The studious want to participate lovingly in what they know and respond to it as a gift, with intimacy. Saint Thomas Aquinas calls studiousness a kind of temperance, a moder­ation of our natural desires, like chastity or moderation in our food and drink. By contrast, the philos­opher Hans Blumenberg notes, the curious seek their enjoyment not in the objects of their knowledge or study, but ultimately only in themselves.

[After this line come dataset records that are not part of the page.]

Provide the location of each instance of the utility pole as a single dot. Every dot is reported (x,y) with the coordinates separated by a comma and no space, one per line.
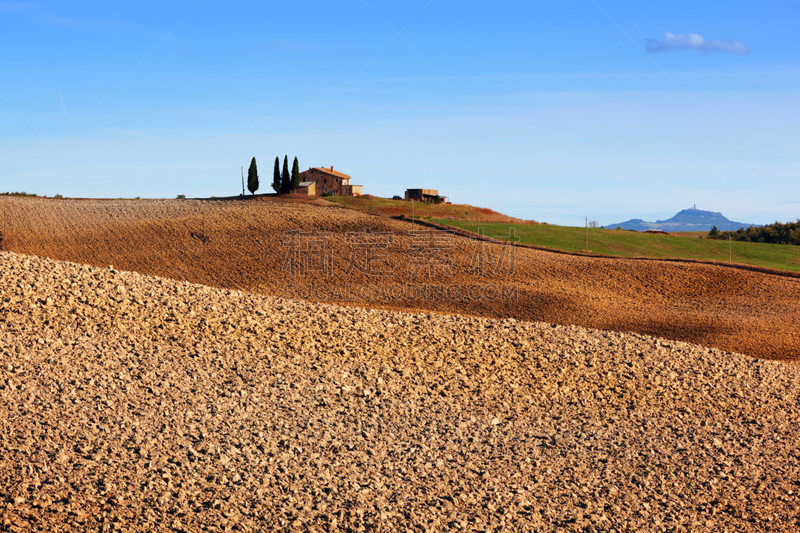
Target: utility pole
(586,248)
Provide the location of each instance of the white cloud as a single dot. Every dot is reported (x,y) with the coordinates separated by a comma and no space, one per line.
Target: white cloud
(693,41)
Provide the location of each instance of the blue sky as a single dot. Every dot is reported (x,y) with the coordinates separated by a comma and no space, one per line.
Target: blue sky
(543,110)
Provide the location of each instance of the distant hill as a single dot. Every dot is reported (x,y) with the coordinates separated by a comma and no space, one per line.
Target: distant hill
(686,220)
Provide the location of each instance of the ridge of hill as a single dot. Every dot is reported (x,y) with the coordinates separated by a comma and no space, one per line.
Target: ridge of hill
(685,220)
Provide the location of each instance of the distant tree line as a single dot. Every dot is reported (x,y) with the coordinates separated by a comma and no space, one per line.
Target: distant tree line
(777,233)
(283,182)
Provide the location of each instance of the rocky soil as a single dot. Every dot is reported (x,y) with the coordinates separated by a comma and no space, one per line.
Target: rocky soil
(243,246)
(134,403)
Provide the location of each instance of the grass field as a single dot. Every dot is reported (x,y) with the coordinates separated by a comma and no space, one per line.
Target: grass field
(635,244)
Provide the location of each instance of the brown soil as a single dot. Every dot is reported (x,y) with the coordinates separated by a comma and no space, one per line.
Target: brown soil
(133,403)
(240,245)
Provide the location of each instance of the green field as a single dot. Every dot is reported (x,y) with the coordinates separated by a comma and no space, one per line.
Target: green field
(634,244)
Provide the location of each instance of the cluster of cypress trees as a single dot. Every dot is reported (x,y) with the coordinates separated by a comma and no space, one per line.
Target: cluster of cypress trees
(282,182)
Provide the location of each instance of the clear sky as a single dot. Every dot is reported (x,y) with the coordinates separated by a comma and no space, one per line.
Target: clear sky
(543,110)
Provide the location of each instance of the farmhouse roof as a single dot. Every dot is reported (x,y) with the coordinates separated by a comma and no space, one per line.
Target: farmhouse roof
(331,172)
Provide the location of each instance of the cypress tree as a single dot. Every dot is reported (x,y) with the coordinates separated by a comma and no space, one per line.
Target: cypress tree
(252,177)
(286,181)
(276,176)
(295,174)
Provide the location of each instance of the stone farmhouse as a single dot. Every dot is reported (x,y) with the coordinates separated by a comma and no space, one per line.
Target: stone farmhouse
(321,180)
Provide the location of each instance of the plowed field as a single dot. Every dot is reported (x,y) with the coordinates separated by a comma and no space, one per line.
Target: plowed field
(316,252)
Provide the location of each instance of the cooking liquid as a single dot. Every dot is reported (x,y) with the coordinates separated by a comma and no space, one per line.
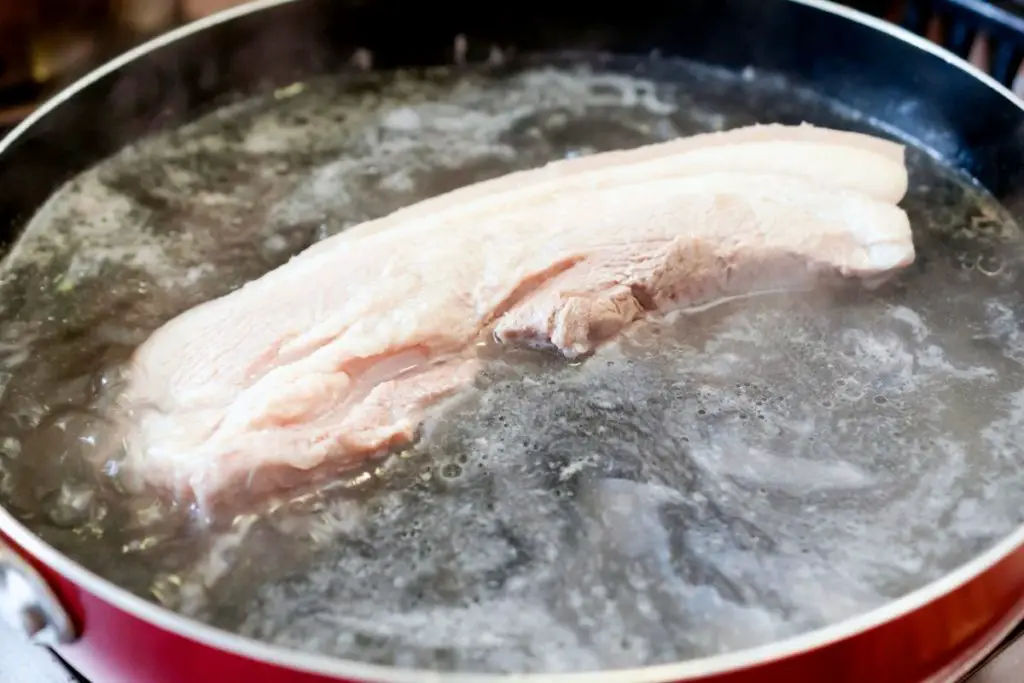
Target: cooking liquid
(716,480)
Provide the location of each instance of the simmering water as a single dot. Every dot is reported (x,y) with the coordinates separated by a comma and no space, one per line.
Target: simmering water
(717,479)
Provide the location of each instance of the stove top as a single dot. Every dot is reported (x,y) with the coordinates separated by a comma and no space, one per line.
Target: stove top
(22,663)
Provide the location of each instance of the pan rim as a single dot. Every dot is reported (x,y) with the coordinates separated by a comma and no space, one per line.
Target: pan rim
(218,639)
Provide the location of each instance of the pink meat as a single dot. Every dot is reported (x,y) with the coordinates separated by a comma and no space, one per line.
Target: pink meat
(336,356)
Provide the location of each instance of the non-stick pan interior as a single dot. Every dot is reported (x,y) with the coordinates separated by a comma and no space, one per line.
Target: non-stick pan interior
(720,479)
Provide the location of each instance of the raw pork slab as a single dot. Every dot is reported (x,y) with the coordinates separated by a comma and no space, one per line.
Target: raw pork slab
(335,356)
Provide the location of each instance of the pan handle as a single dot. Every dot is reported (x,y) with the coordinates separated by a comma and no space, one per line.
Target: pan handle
(28,605)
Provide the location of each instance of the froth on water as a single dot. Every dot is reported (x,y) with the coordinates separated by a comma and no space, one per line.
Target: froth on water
(715,480)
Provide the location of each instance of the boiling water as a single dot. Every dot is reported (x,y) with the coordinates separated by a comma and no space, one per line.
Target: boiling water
(717,480)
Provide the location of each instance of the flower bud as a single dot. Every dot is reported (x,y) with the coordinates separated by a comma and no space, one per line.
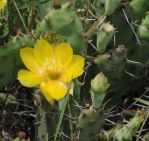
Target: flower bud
(99,84)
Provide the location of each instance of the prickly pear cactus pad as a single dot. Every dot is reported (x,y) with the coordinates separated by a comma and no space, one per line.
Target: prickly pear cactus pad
(74,70)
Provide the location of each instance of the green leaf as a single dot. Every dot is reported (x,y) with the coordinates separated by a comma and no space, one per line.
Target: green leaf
(142,101)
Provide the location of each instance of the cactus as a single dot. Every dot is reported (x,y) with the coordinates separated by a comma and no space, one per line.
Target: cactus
(90,123)
(104,36)
(70,28)
(143,29)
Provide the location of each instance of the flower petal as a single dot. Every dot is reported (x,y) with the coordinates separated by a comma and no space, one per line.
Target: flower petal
(46,95)
(55,89)
(74,69)
(64,53)
(29,79)
(28,59)
(42,51)
(3,3)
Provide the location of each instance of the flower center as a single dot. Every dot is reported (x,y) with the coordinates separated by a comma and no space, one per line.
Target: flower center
(52,67)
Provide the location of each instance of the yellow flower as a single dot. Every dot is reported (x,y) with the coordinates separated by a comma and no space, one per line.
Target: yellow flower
(51,67)
(3,4)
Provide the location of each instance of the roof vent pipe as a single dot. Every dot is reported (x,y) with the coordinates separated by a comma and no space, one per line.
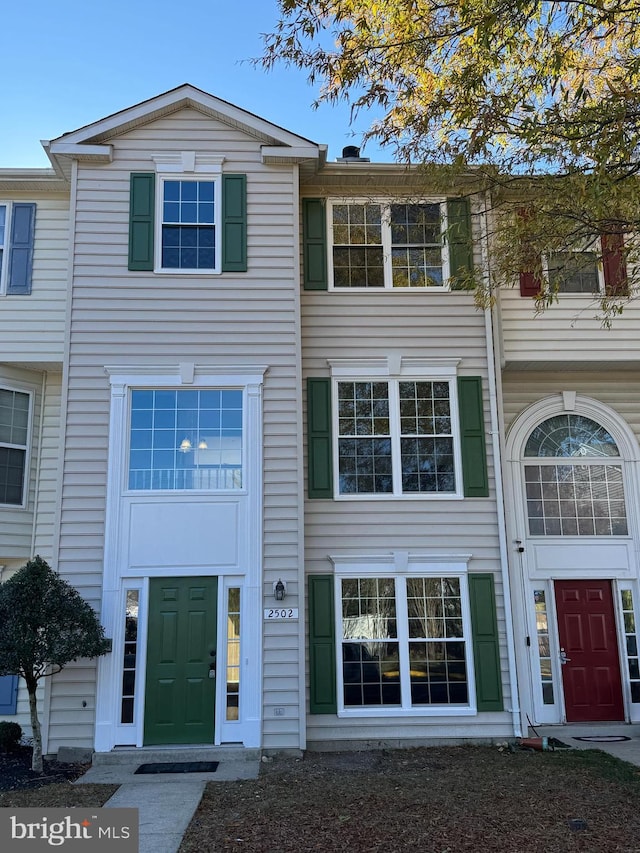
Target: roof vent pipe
(351,154)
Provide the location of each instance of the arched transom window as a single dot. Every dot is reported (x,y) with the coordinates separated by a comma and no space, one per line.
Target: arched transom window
(575,487)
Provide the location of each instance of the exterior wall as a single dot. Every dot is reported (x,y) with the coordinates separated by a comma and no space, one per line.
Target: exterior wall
(118,317)
(345,324)
(33,326)
(568,331)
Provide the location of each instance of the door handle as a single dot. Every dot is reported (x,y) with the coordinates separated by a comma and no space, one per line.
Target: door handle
(563,657)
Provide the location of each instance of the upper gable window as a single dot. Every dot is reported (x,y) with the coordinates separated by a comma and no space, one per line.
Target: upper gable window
(188,225)
(17,226)
(388,245)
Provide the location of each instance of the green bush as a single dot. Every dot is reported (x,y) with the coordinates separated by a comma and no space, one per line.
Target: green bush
(10,734)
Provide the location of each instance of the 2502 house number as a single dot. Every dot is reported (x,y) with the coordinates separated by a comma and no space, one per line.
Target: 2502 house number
(281,613)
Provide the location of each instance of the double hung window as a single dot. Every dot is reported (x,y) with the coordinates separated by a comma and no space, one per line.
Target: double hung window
(404,641)
(573,272)
(395,437)
(188,225)
(388,245)
(14,434)
(17,223)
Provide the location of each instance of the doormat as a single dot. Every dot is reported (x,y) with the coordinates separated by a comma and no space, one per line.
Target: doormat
(179,767)
(603,738)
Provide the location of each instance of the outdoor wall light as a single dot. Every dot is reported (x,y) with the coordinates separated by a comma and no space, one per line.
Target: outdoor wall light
(280,590)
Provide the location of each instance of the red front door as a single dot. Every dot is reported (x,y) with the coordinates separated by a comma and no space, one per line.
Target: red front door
(587,631)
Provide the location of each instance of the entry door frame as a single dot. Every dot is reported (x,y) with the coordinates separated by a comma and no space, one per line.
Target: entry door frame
(602,583)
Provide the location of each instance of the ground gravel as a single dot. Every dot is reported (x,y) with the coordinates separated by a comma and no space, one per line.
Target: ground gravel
(433,800)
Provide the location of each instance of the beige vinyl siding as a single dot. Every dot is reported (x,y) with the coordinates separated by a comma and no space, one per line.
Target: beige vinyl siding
(620,391)
(350,324)
(568,331)
(33,325)
(119,317)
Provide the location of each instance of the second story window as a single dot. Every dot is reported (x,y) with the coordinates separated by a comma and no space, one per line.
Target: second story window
(574,272)
(188,230)
(395,438)
(387,245)
(186,440)
(14,432)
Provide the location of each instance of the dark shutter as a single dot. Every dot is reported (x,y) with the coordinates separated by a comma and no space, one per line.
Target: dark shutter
(142,193)
(8,695)
(314,242)
(21,248)
(322,646)
(486,651)
(614,265)
(459,239)
(234,223)
(472,437)
(320,480)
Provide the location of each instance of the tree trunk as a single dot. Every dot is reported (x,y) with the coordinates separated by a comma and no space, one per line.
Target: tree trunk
(36,758)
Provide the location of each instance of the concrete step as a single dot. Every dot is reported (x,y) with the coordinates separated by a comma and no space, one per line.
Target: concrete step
(154,754)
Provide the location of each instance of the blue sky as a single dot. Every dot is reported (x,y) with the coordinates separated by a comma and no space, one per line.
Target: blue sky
(72,62)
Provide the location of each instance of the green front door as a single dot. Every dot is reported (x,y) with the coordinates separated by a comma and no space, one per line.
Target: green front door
(181,659)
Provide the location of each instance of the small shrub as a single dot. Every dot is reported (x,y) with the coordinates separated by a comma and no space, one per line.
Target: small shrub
(10,734)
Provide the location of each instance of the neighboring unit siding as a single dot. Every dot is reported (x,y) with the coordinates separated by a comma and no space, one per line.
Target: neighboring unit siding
(119,317)
(350,324)
(568,331)
(33,325)
(621,393)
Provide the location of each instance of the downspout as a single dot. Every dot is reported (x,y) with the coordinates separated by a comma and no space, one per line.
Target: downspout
(496,444)
(36,497)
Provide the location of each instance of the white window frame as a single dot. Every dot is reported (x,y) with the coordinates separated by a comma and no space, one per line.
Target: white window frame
(400,566)
(26,447)
(209,177)
(222,385)
(584,250)
(394,370)
(386,203)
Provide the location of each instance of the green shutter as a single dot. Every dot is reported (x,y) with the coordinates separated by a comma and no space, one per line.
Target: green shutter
(141,220)
(234,223)
(472,437)
(486,651)
(320,479)
(314,244)
(459,239)
(322,646)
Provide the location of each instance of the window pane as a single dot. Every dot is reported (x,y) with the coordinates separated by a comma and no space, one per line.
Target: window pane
(195,440)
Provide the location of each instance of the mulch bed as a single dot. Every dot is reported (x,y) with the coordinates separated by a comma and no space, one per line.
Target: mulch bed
(433,800)
(16,772)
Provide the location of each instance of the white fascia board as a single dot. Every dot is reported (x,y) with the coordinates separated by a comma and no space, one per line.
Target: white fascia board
(289,154)
(82,151)
(183,96)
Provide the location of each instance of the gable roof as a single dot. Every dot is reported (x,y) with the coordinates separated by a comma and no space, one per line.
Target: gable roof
(91,142)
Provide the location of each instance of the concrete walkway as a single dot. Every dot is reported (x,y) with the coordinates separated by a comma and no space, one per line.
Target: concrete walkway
(166,802)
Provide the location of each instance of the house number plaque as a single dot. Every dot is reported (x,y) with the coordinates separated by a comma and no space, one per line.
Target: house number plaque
(280,613)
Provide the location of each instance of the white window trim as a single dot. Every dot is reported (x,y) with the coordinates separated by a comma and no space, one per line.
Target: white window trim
(27,447)
(401,565)
(222,383)
(599,268)
(386,201)
(212,174)
(393,369)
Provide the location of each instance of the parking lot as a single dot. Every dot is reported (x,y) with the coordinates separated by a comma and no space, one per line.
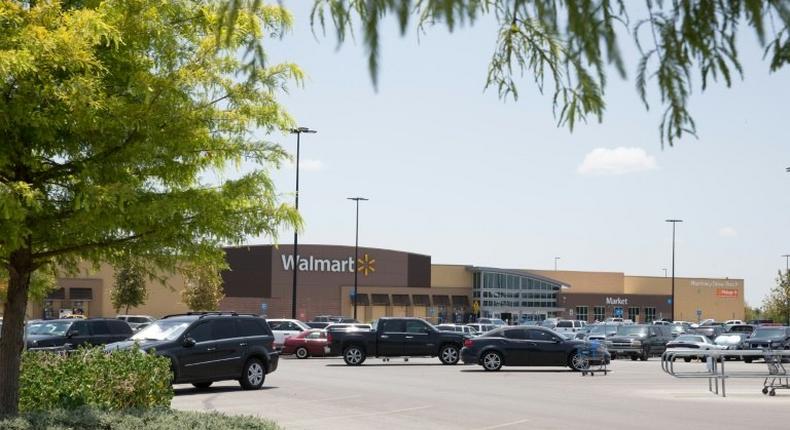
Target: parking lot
(423,394)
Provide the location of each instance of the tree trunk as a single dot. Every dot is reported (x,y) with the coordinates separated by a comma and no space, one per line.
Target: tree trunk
(12,337)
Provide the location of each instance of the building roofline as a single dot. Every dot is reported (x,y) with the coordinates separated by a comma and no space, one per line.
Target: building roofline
(323,245)
(518,272)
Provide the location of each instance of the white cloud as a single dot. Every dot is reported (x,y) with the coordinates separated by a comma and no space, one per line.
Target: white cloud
(306,165)
(727,232)
(617,161)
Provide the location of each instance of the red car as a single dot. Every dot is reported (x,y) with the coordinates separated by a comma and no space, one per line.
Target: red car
(306,344)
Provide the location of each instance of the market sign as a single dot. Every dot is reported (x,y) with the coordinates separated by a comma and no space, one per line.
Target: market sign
(727,293)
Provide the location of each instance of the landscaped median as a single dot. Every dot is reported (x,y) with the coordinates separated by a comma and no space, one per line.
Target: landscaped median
(90,389)
(152,419)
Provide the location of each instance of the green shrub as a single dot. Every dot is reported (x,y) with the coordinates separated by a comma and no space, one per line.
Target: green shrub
(152,419)
(88,376)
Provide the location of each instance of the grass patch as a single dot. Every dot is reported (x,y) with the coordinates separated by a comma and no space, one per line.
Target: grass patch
(151,419)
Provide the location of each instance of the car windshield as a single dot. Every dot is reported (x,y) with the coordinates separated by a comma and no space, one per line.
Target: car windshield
(625,330)
(769,332)
(162,330)
(730,338)
(603,329)
(54,328)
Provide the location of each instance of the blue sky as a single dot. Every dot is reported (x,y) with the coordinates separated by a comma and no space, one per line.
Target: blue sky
(454,172)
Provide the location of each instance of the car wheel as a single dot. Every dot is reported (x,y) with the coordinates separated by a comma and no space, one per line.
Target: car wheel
(449,355)
(578,362)
(492,361)
(252,375)
(354,355)
(201,385)
(302,353)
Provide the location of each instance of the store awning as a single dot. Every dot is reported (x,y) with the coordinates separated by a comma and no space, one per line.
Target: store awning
(80,294)
(59,294)
(441,300)
(362,300)
(401,300)
(421,299)
(381,299)
(460,301)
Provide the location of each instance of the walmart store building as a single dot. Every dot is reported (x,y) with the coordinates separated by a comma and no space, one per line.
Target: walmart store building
(395,283)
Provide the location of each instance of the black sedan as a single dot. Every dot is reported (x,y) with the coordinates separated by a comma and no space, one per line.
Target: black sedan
(531,346)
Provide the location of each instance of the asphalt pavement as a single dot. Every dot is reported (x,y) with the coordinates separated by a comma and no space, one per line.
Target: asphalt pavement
(322,393)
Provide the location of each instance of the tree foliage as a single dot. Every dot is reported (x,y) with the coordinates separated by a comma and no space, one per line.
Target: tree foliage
(130,288)
(776,304)
(570,45)
(112,113)
(202,288)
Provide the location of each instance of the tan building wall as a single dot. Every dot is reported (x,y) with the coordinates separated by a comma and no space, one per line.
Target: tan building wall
(586,282)
(647,285)
(162,299)
(720,299)
(451,276)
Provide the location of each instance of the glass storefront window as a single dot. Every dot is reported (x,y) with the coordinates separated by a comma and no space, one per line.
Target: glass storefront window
(633,314)
(599,313)
(581,313)
(650,315)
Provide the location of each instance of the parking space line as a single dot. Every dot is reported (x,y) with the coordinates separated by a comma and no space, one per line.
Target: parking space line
(499,426)
(343,417)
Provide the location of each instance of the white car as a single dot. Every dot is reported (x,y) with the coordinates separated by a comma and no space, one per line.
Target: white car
(569,327)
(693,341)
(285,328)
(493,321)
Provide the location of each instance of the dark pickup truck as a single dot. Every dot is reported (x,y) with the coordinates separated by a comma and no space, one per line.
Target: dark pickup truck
(396,337)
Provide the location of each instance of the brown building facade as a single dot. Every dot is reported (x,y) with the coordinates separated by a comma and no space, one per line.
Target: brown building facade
(395,283)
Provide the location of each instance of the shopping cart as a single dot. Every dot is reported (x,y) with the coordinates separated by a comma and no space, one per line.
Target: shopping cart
(592,359)
(779,379)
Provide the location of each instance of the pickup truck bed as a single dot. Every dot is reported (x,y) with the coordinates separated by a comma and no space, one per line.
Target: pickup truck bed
(397,337)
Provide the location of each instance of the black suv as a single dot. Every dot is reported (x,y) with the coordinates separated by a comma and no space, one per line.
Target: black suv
(204,347)
(67,334)
(639,341)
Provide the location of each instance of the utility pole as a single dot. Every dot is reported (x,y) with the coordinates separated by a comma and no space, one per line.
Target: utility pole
(356,251)
(298,132)
(674,222)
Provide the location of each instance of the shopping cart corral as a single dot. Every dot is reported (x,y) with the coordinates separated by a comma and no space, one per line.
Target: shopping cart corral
(593,359)
(775,375)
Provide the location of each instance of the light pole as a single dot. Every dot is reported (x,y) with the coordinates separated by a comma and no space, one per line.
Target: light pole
(298,132)
(356,251)
(674,222)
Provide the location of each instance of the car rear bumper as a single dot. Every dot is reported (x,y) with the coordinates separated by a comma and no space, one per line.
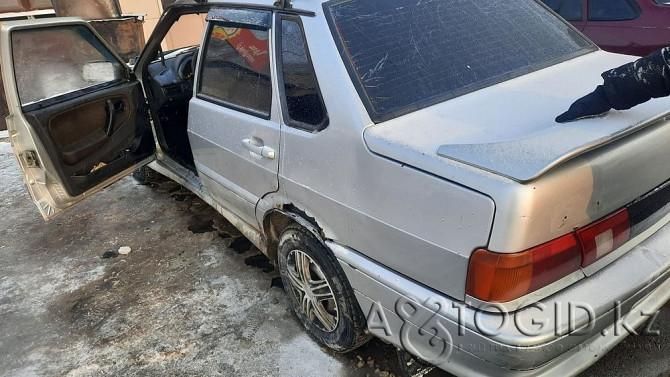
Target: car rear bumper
(562,335)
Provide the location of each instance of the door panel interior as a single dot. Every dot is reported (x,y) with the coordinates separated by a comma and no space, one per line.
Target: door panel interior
(92,137)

This may seem like splitting hairs, but we see it all the time when on the internet or even as we wait to pay for our groceries in the supermarket. The headlines we see appeal to our propensity to gossip, lust, and anger. They call us to look at beautiful bodies, read the juicy news of the downfall of others, and fuel our rage at the triumph of our political enemies. But the handmaiden to all these sins is that small desire to know more when we have no good reason for knowing it. Our study of our faith and the information proper to our vocations have a gathering effect. They concentrate the mind and, with effort, create clarity. Curiosity, by contrast, scatters and produces noise, not fruit.